Andrea, Mittwoch, 09.März, 00:05 Uhr

2. Offenbar hat das BfR uralte Daten verwendet die längst ueberholt sind

Aber die Aussage der Professoren aus Bremen geht noch weiter:

Suedwest Presse: Risiko-Bewertung von Glyphosat: "Dreistes Fälschungsverfahren" (08.03.2016)

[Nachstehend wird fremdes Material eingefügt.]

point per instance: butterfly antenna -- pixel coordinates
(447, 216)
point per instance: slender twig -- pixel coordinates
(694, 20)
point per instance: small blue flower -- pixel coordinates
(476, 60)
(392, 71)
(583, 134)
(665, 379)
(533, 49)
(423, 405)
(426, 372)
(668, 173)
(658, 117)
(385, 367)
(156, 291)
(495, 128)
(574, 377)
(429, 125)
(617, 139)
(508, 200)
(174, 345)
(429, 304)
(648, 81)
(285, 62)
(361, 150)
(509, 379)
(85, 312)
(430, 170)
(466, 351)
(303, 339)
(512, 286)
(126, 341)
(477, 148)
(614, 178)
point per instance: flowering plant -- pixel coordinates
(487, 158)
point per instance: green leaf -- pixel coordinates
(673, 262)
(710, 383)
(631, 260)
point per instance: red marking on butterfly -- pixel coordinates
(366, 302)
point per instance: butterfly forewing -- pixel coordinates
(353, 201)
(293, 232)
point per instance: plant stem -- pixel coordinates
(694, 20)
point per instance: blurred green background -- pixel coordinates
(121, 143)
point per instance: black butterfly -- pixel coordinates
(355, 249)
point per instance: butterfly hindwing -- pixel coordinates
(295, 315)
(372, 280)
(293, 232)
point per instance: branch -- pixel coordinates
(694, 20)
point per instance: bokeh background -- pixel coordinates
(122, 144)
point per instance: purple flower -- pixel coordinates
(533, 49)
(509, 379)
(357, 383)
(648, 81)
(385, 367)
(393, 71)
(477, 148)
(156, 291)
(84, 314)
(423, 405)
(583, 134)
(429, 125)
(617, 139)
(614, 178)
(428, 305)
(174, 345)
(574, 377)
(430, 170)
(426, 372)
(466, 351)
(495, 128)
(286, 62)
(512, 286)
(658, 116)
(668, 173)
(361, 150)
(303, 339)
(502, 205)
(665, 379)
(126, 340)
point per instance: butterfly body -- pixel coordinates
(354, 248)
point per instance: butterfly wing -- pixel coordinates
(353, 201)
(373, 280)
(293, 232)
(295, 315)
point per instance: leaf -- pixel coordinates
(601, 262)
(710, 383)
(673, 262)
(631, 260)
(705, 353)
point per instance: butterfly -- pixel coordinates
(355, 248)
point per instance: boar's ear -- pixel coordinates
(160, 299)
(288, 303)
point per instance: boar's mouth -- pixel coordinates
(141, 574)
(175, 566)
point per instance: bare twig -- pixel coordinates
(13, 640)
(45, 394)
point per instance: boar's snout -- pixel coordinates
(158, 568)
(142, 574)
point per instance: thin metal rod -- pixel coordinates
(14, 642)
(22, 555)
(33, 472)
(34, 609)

"Greiser und seine Kollegen empört, dass das BfR 18 epidemiologischen Studien ankreidet, sie hätten versäumt, notwendige Angaben zu Erkrankungsrisiken zu erheben. Träfe dies zu, wären sie wertlos, betont Greiser. Doch die Informationen seien im Detail vorhanden, die Studien in renommierten medizinischen Fachzeitschriften veröffentlicht worden. „Unter den Instituten, die laut BfR wertlose Studien publiziert hätten, finden sich viele, bei den es mir eine große Ehren gewesen wäre, dort mitarbeiten zu können“, betont er. Drei der als wenig aussagefähig deklarierten Publikationen stammen etwa vom nationalen Krebsforschungszentrum der USA."

"Die 96 Wissenschaftler halten auch die BfR-Schlussfolgerungen zum Krebsrisiko von Glyphosat in Tierversuchen für unzutreffend."

Andrea, Dienstag, 08.März, 23:58 Uhr

1. HIer noch was aus diesem Artikel der Suedwest Presse ueber die Unterlagenfälschu

Hier mal noch was aus diesem Artikel der Suedwest Presse ueber diese Fälschung von Unterlagen durch das BfR:

"Führende Epidemiologen, Krebsexperten und Toxikologen aus aller Welt halten diese Schlussfolgerung hingegen für falsch. In einem achtseitigen offenen Brief haben 96 Wissenschaftler dem EU-Kommissar für Gesundheit und Lebensmittsicherheit, Vytenis Andriukaitis, die Gründe dafür dargelegt."

"Greiser hält diese Argumentation für abwegig. Epidemiologen untersuchen unter anderem Faktoren, die zu Erkrankungen führen. Deshalb müssten sie sich mit dem Herbizid – etwa Roundup – befassen, das gespritzt wird. „Sonst kann man sich solche Untersuchungen sparen.“ Fall-Kontroll-Studien abzuqualifizieren, sei absurd. Untersucht werden dabei in Frage kommende Risikofaktoren, denen sich bereits Erkrankte ausgesetzt haben. Diese Angaben werden mit Personen verglichen, die nicht erkrankt sind."